Writer and Author

We Need to Talk

Any regular readers of this blog might have notice there’s not been much to read lately. It’s been well over a year since I’ve blogged a trial and I’ve not really been writing much about general court matters either. I think the time has come to actually set down why this has been the case and why I’m not likely to be writing on either of those subjects any time soon.

I started this blog nearly five years ago, about three months or so before my first book came out. I started writing about the trials I was covering in the day job, since the book had come directly out of that work it seemed the natural thing to do. By the time the Lillis trial came up in 2010 things seemed to hit a critical mass. I was blogging the trial at the end of every day’s evidence, as well as live tweeting from court as things happened. I was also writing things up for the Sunday Independent. A book about the case seemed an obvious next step so that’s what I did. The media circus was one of the things that interested me most. There have been certain cases in the past decade that have been newspaper catnip. Editors like nothing better than a good looking corpse. You only have to look at the front pages of certain newspapers today, the ones that have shown the bikini clad image of Reeva Steenkamp, the law graduate, campaigner on behalf of rape campaigners and former model that Olympian Oscar Pistorius is accused of killing. In the case of Celine Crawley the majority of the pieces written about the case carried a picture of her as she was more than twenty years ago, when she was a model who had once had a small part in a Bond film. The woman she had grown into, the successful businesswoman, was often only trotted out when using the “mouse that roared” version of events, that of a henpecked husband who had finally snapped. The Lillis trial was the pinnacle of a trend that had been all too obvious in media coverage of the courts for several years.

Trials that don’t fit into very narrow criteria tend to get ignored. There are plenty of stories that deserve to get covered but won’t be because they concern ordinary people, or people who aren’t Irish, or don’t live in a nice house. And we just accept this because that’s the way it is. So we end up with a skewed version of what’s really out there, the freak shows, the shock values. We stick to this narrow view of life that feeds the net curtain-twitching gossips but the stories that are sordid, or tragic, or depressing just don’t cut it. We want stories we can giggle at over coffee, to ooh and ah at in the pub. The stories that might actually tell us something about the world we live in, a world where life can sometime be depressingly cheap, are ignored.

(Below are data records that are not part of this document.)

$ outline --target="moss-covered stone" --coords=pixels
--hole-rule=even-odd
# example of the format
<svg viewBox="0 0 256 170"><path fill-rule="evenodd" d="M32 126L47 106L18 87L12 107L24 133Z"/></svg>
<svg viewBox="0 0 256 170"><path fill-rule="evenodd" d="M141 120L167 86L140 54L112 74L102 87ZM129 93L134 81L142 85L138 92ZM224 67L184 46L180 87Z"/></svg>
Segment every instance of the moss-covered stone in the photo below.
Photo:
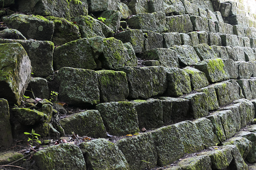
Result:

It’s something that’s been bugging me increasingly for a number of years. The little details that stick with you mount up; foxes gnawing bones, fishes nibbling on flesh, lives snuffed out for no good reason. All the lives ruined, the pointless violence, the sheer stupidity and petulance of too many murderers.  Since my mum died this feeling has grown and stretched until it’s become impassable. There’s just been too much death.

So I’ve made a decision. After almost twenty years I’m getting out of journalism. Years ago, when I was planning on following in my parents’ footsteps and becoming an actor, I eventually decided against it because I knew the pitfalls all too well. There was no idealistic cushion against the hard times I knew damn well would come. I’ve reached that stage with journalism. I’ve always been a news journalist but I’ve been letting my objectivity slip for a while now. I don’t think there’s any getting it back. I thought I’d be a hack till the day I died but not anymore. I find myself dreaming of a job outside the media, away from newsrooms, away from filing copy. I just don’t love it any more and that’s probably the point to say goodbye.

So the long and the short of it is that I won’t be writing about any more trials. I had considered taking down the ones up till now and starting afresh but I’m not going to do that. I’ll also be avoiding commenting on murders that are in the news. I’ll still be blogging, in fact I’ll probably be blogging a lot more from now on, but the focus will shift. I’ll still be working on my latest book as well. Even though I came to the subject through a murder trial the story has most definitely become about the living not the dead. Besides, I’ve no intention of stopping writing – I don’t think I could if I tried. I want to take time to consider what’s next.  I’ve been court reporting for almost seven years, it’ll take time to shift gears. So bear with me and hopefully this’ll be the start of something new.

2 Comments

  1. Darren Boyle

    Good luck with the new book. Journalism is a hard mistress. A bit like a dose of shingles. It is hard to stop scratching at it.

  2. Cass Flower

    Good luck, and thanks for your work in the past.